What's happening: Across the country, mayors are issuing open calls for smart city tech. One reason, as we've reported, is that second-tier cities are desperate to attract jobs and people — and boost their flagging and sometimes dire circumstances. The effort is to beat a trend in which the best talent and money are going to so-called "superstar cities."

  • To get there, they are loosening regulations and inviting companies to use their streets as living labs for nascent technologies.
  • They are letting the companies into every part of city operations, from managing citizens' data to building affordable housing.

But the results so far are mixed:

  • Cities like Las Vegas have made development a free-for-all of Big Tech, and ended up with urban hodge-podge and no coherent look.
  • Others, like Toronto, have handed over responsibility to a single tech company and are finding their decision-making power usurped.
  • Such cities are giving "an incredible amount of control [to] tech companies ... that certainly don't have the same general interest as what their governments should be focused on," says Ben Green, a fellow at Harvard's Berkman Klein Center.

Driving the news: Toronto teamed up last year with Sidewalk Labs, Alphabet's smart city company, giving the firm a 12-acre piece of waterfront to develop however it saw fit.

  • After that, Sidewalk Labs proposed broad data policies for the neighborhood — assuming the patina of lawmaking authority typically exercised by local government.
  • Protests have erupted since it was revealed that Sidewalk Labs proposed taking a cut of property tax revenue from its redevelopment. Sidewalk Labs argues that it is only seeking reimbursement for its proposed investments in public infrastructure like a high-speed rail and waste collection — services that will be essential to the new neighborhood but may not be built as quickly with just the city’s money.
  • "I'm not convinced that the project will go through," Green says. "Toronto might have to pull an Amazon HQ2."

Sidewalk Labs told me that 40% of the area that it redevelops will be devoted to high quality affordable housing built from sustainable materials. The company maintains that it will move ahead with its plans and that public debate will make the project better.

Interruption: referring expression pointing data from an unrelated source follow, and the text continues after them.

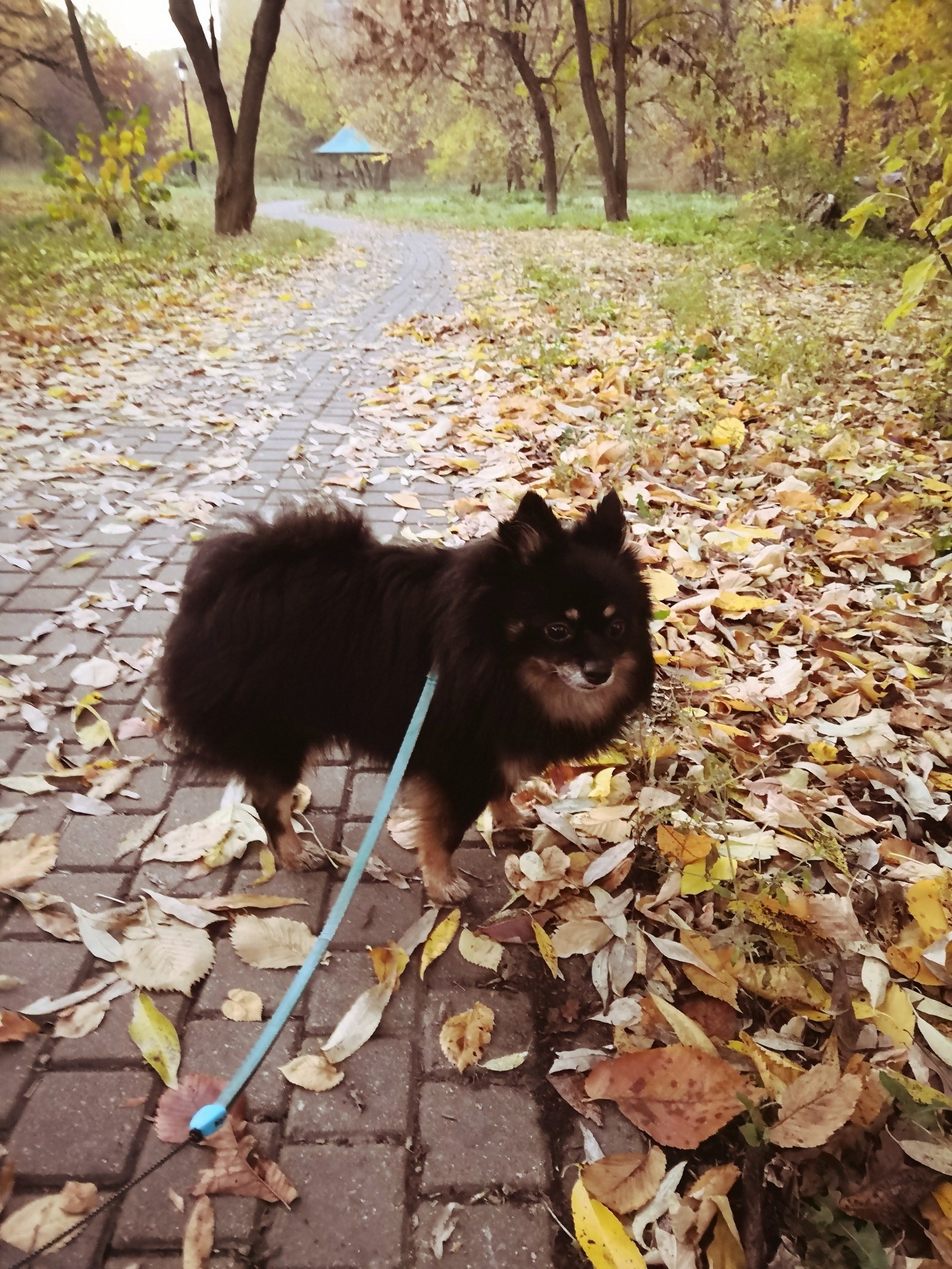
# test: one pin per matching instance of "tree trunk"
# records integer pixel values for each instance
(544, 120)
(843, 94)
(89, 78)
(235, 201)
(593, 109)
(620, 68)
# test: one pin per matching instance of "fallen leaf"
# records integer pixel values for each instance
(465, 1036)
(625, 1182)
(271, 942)
(440, 939)
(176, 1107)
(678, 1095)
(198, 1239)
(15, 1027)
(601, 1234)
(165, 955)
(479, 950)
(24, 861)
(238, 1170)
(50, 1217)
(243, 1007)
(156, 1039)
(311, 1071)
(814, 1107)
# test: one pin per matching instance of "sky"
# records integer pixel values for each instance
(143, 24)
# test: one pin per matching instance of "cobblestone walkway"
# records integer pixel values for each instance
(377, 1159)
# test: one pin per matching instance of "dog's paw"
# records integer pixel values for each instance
(449, 888)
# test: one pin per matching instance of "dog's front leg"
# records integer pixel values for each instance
(436, 826)
(274, 803)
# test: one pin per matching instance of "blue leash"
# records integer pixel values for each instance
(211, 1117)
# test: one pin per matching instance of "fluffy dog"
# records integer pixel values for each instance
(309, 632)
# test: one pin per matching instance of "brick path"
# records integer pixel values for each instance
(378, 1158)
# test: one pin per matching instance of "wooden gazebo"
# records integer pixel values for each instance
(371, 163)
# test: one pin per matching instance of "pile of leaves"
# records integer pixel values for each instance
(750, 895)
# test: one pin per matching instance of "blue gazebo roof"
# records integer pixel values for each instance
(349, 141)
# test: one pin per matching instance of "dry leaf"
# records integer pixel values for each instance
(465, 1036)
(243, 1007)
(626, 1182)
(678, 1095)
(198, 1239)
(238, 1170)
(311, 1071)
(24, 861)
(440, 939)
(156, 1039)
(814, 1107)
(35, 1224)
(271, 942)
(165, 956)
(15, 1027)
(479, 950)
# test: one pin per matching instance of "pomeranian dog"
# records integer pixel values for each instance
(310, 632)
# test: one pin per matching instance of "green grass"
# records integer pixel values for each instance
(65, 274)
(715, 223)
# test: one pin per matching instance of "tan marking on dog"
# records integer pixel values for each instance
(583, 706)
(430, 833)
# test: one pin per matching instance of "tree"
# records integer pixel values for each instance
(235, 145)
(615, 201)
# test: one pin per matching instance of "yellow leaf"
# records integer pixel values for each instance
(925, 904)
(894, 1018)
(265, 860)
(776, 1071)
(549, 953)
(465, 1036)
(480, 950)
(662, 584)
(440, 941)
(158, 1041)
(601, 1234)
(728, 432)
(730, 602)
(389, 964)
(683, 1027)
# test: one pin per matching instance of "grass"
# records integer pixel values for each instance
(714, 223)
(65, 274)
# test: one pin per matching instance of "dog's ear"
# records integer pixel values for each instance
(603, 527)
(531, 529)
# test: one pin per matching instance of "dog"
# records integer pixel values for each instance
(309, 632)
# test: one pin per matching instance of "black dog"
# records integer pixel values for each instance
(308, 632)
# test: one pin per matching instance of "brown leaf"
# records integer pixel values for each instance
(15, 1027)
(177, 1105)
(200, 1235)
(465, 1036)
(570, 1085)
(678, 1095)
(24, 861)
(625, 1182)
(814, 1107)
(36, 1224)
(238, 1170)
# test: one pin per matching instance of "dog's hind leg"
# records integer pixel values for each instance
(434, 831)
(273, 801)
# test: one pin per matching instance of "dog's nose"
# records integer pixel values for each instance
(597, 672)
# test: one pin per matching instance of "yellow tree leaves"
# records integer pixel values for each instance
(678, 1095)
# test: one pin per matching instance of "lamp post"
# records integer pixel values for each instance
(182, 71)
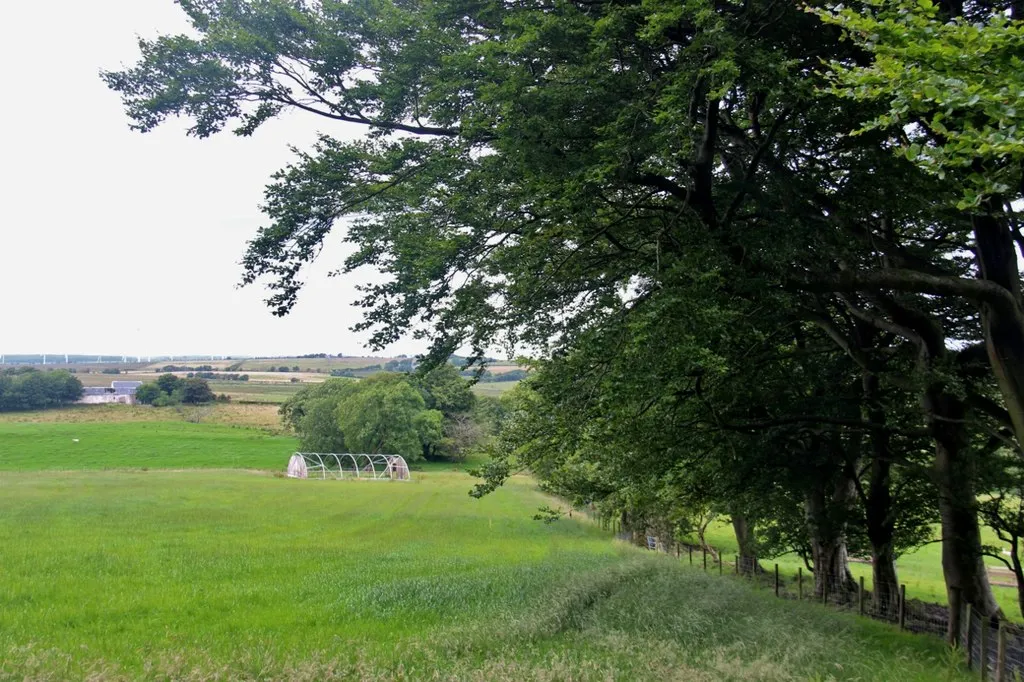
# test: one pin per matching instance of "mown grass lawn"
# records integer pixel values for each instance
(28, 445)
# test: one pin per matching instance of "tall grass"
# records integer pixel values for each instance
(119, 574)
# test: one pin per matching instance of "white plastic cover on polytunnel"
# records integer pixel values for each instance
(332, 465)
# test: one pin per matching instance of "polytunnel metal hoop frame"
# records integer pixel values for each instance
(346, 465)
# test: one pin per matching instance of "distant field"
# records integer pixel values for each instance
(263, 417)
(30, 446)
(96, 379)
(256, 392)
(312, 364)
(494, 388)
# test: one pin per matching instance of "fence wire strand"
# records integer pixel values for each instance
(998, 646)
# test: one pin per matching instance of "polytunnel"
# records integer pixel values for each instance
(339, 466)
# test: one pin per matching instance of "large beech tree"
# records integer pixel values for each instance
(534, 172)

  • What to watch: In a matter of months, the company will release a master plan that will then be considered by a number of public boards and agencies.

Some other examples:

  • San Diego faced a public backlash when it was revealed that a network of smart streetlights installed by GE had cameras affixed that police were using to watch citizens.
  • The city said there is no image recognition capability in the streetlights. "Nevertheless, once the infrastructure for the surveillance state has been built, it's very difficult to prevent government from eventually accessing it irresponsibly, or worse, oppressively," says Dave Maass of the Electronic Frontier Foundation.
  • Kansas City, Missouri is looking for a single company to install “a fully integrated suite of sensors, networks, and data and analytics platforms." Now, it's sifting through 15 proposals, says Chief Innovation Officer Bob Bennett.

Then there are the cities that have thrown open the door to all comers:

  • Las Vegas has given the green light to nearly every company that has approached it. The result is a patchwork of pilot programs on its streets: cameras from Cisco, trash scanners from Microsoft, and sensors from NTT. Officials are "not trying to impose any sort of broader vision of what the city is trying to accomplish," says Green.

The other side: There are a number of cities that have shown skepticism from the start, says Karen Lightman of Carnegie Mellon's Smart Cities Institute.

  • Boston has a public manifesto setting the terms of technology pilots. "It's a little snarky, like, 'We don't care that you have the best thing since sliced bread. Show us the value,'" Lightman says.
  • Columbus, which recently won a federal smart cities grant, identified a problem before throwing technology at it, she says. The city used the funds for a self-driving shuttle that takes mothers-to-be from Columbus' poorest neighborhoods to hospitals for prenatal care.